プライム上場メーカーで7年以上採用業務に携わり、1,000人以上の方を面接してきました。エージェント経由・サイト経由、どちらの応募者も数多く見てきた経験から言えるのは、「どちらが良い」ではなく、自分の状況に合わせて使い分けることが転職成功のカギだということです。
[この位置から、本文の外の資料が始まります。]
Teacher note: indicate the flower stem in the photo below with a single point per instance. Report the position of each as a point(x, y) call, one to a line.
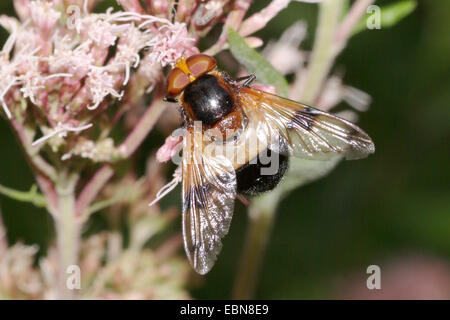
point(261, 218)
point(67, 232)
point(323, 53)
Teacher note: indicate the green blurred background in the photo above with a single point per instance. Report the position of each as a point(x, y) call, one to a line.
point(394, 204)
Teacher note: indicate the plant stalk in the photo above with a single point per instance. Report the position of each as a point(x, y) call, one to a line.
point(67, 234)
point(261, 218)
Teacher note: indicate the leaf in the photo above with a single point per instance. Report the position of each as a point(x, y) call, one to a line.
point(255, 63)
point(390, 15)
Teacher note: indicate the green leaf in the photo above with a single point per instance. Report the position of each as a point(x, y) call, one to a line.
point(255, 63)
point(390, 15)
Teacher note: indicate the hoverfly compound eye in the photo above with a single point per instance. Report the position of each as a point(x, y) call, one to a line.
point(177, 80)
point(199, 64)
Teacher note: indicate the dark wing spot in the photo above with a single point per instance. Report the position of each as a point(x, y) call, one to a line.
point(197, 196)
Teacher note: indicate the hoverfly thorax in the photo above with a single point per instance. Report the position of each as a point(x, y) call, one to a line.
point(186, 70)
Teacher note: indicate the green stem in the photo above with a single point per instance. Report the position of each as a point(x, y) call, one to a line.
point(261, 218)
point(25, 196)
point(323, 53)
point(67, 233)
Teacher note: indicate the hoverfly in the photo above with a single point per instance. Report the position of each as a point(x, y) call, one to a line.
point(211, 180)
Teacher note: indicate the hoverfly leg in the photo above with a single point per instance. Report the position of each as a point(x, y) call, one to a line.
point(247, 80)
point(170, 99)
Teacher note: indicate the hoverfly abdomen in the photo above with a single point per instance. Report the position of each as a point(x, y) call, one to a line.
point(208, 99)
point(250, 178)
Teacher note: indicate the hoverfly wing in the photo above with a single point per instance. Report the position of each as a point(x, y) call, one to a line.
point(209, 190)
point(305, 132)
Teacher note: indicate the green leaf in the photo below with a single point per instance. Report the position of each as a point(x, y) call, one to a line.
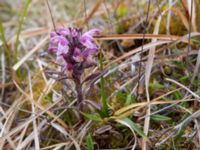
point(129, 100)
point(90, 145)
point(92, 117)
point(133, 127)
point(160, 118)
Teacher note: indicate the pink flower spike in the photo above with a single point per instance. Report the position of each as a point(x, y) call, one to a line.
point(92, 32)
point(52, 34)
point(62, 48)
point(64, 31)
point(88, 42)
point(74, 33)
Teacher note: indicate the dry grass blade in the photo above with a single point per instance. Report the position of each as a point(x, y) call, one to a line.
point(138, 36)
point(27, 56)
point(184, 87)
point(63, 131)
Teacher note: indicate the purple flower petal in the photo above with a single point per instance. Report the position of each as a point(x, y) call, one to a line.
point(62, 48)
point(52, 34)
point(92, 32)
point(64, 31)
point(52, 49)
point(88, 42)
point(74, 32)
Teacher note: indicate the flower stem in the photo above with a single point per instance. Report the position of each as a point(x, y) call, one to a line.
point(79, 91)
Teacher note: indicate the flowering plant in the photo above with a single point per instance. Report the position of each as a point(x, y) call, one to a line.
point(77, 50)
この記事では、転職エージェントと転職サイトの違いを10項目の比較表で分かりやすく整理し、それぞれのメリット・デメリット、向いている人の診断、失敗しがちな使い方と回避策、そして上手な併用のコツまで採用担当者の視点から本音で解説します。さらに最近増えている「スカウト型サービス」との違いにも触れるので、読み終えるころには、自分にぴったりの転職手段が明確になるはずです。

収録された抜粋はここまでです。